Разумеется, я обратил внимание на то, что Трист являлся единственным сыном нового аристократа, кто попал в число избранных, хотя приглашения на обед вручались регулярно. Я и сам втайне мечтал стать гостем полковника, но не желал поступаться гордостью и дружбой со Спинком ради того, чтобы завоевать расположение мальчишки.
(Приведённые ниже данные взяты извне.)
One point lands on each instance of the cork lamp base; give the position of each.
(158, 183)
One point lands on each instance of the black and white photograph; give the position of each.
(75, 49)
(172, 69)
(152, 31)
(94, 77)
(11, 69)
Главным образом благодаря предусмотрительности отца, позаботившегося подготовить меня к Академии, я получал высокие оценки и к зиме стал одним из первых учеников. Но не у всех моих товарищей дела шли так же хорошо. Спинк продолжал сражаться с математикой. Ему нередко мешало слабое знание арифметики, потому что, даже если он осваивал какое-то алгебраическое понятие, его ответы зависели от способности правильно сосчитать. Рори тяжело давалось черчение, а Калебу — варнийский язык. Мы все делились друг с другом знаниями и вскоре поняли, что признавать свои слабости перед друзьями не зазорно. Несмотря на трения между Спинком и Тристом, мы стали по-настоящему сплоченным отрядом — чего и добивались наши командиры.

Лично я с наибольшим удовольствием ходил на занятия по инженерному делу и черчению. Капитан Моу казался мне честным наставником, который не делал различий между сыновьями новых и старых аристократов. Ему очень нравился Спинк, изо всех сил старавшийся добиться отличных результатов, но я стал настоящим любимцем. Дома я выполнял самые разные поручения отца, благодаря чему много практиковался в инженерном деле. Однажды капитан Моу назвал меня «инженер в грязных сапогах, как и я сам», имея в виду, что мои знания почерпнуты не из книг, а из собственного опыта, и это было самой высокой оценкой. Он любил давать нам задания, требовавшие нестандартного решения, и часто повторял, что «может возникнуть ситуация, когда вам придется построить земляное сооружение без лопат или перекинуть через реку мост без бревен или обработанных каменных плит».

На одном из занятий мне удалось построить замечательную модель плота только из «бревен» и ниток. У Моу имелся действующий, при помощи ведра воды, макет реки с небольшими водопадами. Мой плот оказался единственным, которому удалось преодолеть все препятствия и доставить свой груз — оловянных солдатиков — к месту назначения. Поставив мне высший балл за урок и сказав несколько добрых слов всем остальным, капитан попросил меня задержаться.